Suppose $n$ is an even positive integer and $H$ is a subgroup of $\mathbb Z/n \mathbb Z$. Prove that either every element of $H$ is...

This proof uses very elementary group theory (as per Gathdi's request) — it does not use homomorphisms or cosets, and it does not even assume the well-known result that every subgroup of a cyclic group is cyclic (a special case of it is proved here itself).

$\mathbb Z / n \mathbb Z = \{0, 1, \ldots, n - 1\}$.

Let $H$ be any subgroup of $\mathbb Z / n \mathbb Z$. If all elements of $H$ are even, we have the desired result. Otherwise, if at least one element of $H$ is odd, let $k$ be the least such odd element. Then we can prove that

  1. $H = \langle k \rangle$, the cyclic subgroup generated by $k$, and
  2. $H$ has even order, and half the elements of $H$ are even.

To prove the first statement, let $m$ be any element of $H$. Then using the division algorithm, \begin{equation*} m = qk + r, \quad 0 \le r < k \end{equation*} for some integers $q$ and $r$. Now, $r < k$ is an element of $H$ (since $r = m - qk$, $m, k \in H$), so it cannot be odd, due to our assumption on $k$. But if $r$ is even, then $k - r > 0$ is an odd element of $H$, which is possible only if $k - r \ge k$, so in fact, $k - r = k$ (since $r \ge 0$).
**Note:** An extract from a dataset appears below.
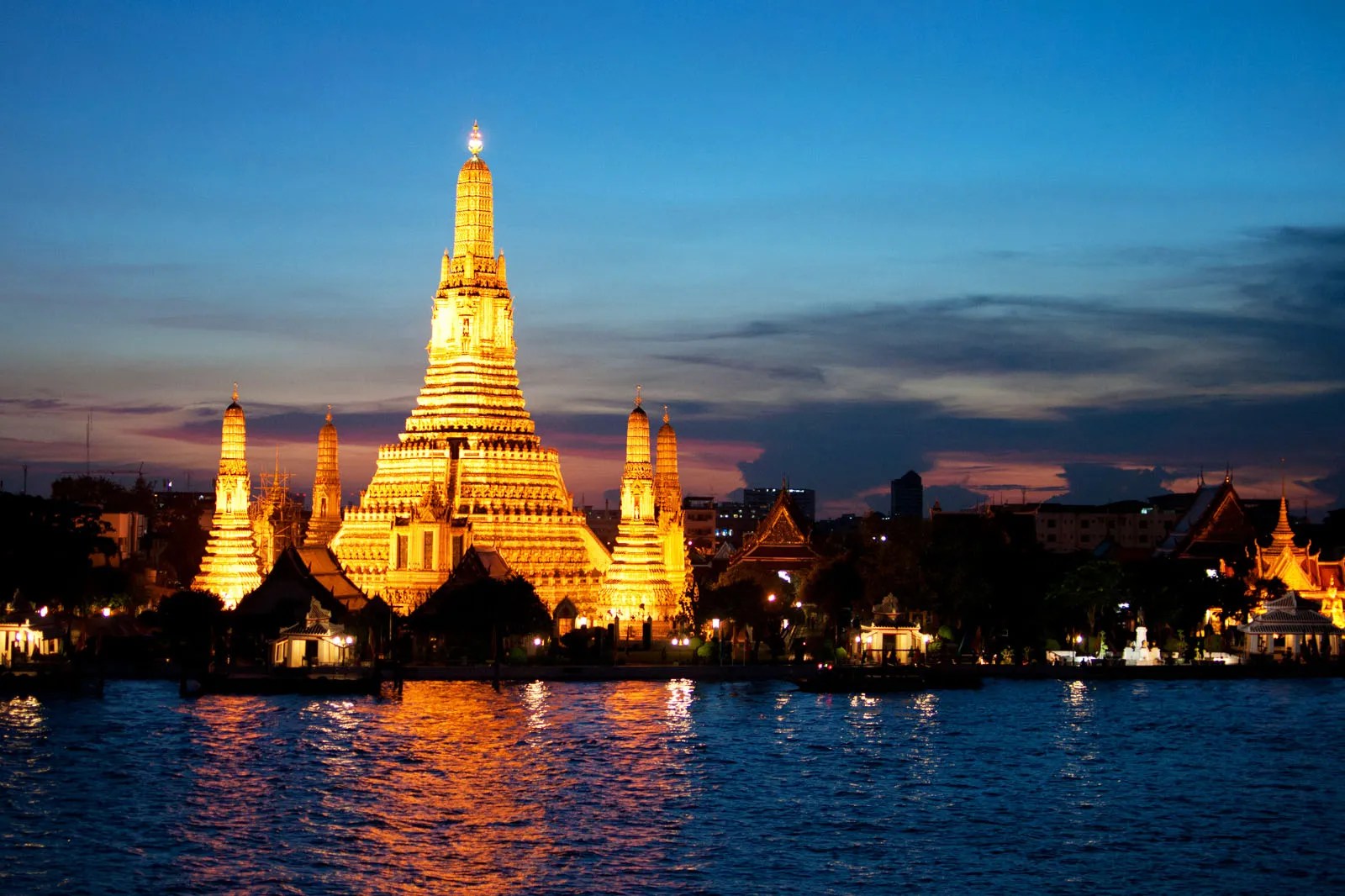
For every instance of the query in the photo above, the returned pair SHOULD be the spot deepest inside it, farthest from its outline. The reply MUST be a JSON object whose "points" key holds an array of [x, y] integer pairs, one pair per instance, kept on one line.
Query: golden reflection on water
{"points": [[420, 793]]}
Thus, $r = 0$, and $m = qk$, which proves that $H = \langle k \rangle$.

Now, the order of $H$ is the order of the element $k$, which is the smallest positive integer $s$ such that $sk = ln$, for some integer $l$ (as $n$ is the order of the group $G$). But given that $n$ is even, and $k$ is odd, it must be that $s$ is even. Thus, $H$ has even order, and since $H = \{0, k, 2k, 3k, \ldots, (s - 1)k \}$, exactly half of the elements of $H$, namely $0, 2k, 4k, \ldots, (s - 2)k$, are even.


Maybe try this: let $G=\mathbb{Z}/n\mathbb{Z}\cong \mathbb{Z}_n$. Then consider a subgroup $H$ of $G$. Because $G$ is cyclic, $H$ is cyclic. Suppose $H$ does not consist of all even elements. Then there exists an odd element in $H$. However, if $H$ is generated by an even element, then all elements in $H$ will be even. Therefore $H$ is generated by an odd element.

Now let's try to set up a bijection between even and odd elements of $H$. Let $H=\langle a\rangle$ where $a$ is odd. Then (in additive notation) $ca$ is even if $c$ is even, and odd if $c$ is odd.

Let $\phi(ca)=da$ where $d\equiv (c+1)\pmod a$, $0\leq d\lt |a|$. This clearly maps between even and odd components. You can check that this is a bijection fairly easily.

There could be a much easier way to do this, but this is what I came up with.


Since $n$ is even, one has $n\mathbf Z\subseteq 2\mathbf Z$ and, consequently, a morphism of quotient groups $$ f\colon \mathbf Z/n\mathbf Z\rightarrow \mathbf Z/2\mathbf Z. $$ Explicitly, $f$ maps de class of $m$ mod $n$ to the class of $m$ mod $2$, for any integer $m$. Of course, $f$ is surjective, and its kernel is the subgroup $2\mathbf Z/n\mathbf Z$ of ''even'' elements of $\mathbf Z/n\mathbf Z$.

Now, if $H$ is a subgroup of $\mathbf Z/n\mathbf Z$ then either $H$ is contained in the kernel of $f$, or it is not. In the former case, all elements of $H$ are even. In the latter case, the restriction of $f$ to $H$ is a surjective morphism $g$ from $H$ into $\mathbf Z/2\mathbf Z$. It follows that the kernel $\ker(g)$ of $g$ is a subgroup of $H$ of index $2$. In particular, $\ker(g)$ and its complement $H\setminus\ker(g)$ have the same number of elements since both are classes of the subgroup $\ker(g)$ of $H$. In particular, they have the same number of elements. The elements of $\ker(g)$ are the ''even'' elements of $H$, the elements of $H\setminus\ker(g)$ are the ''odd'' elements of $H$.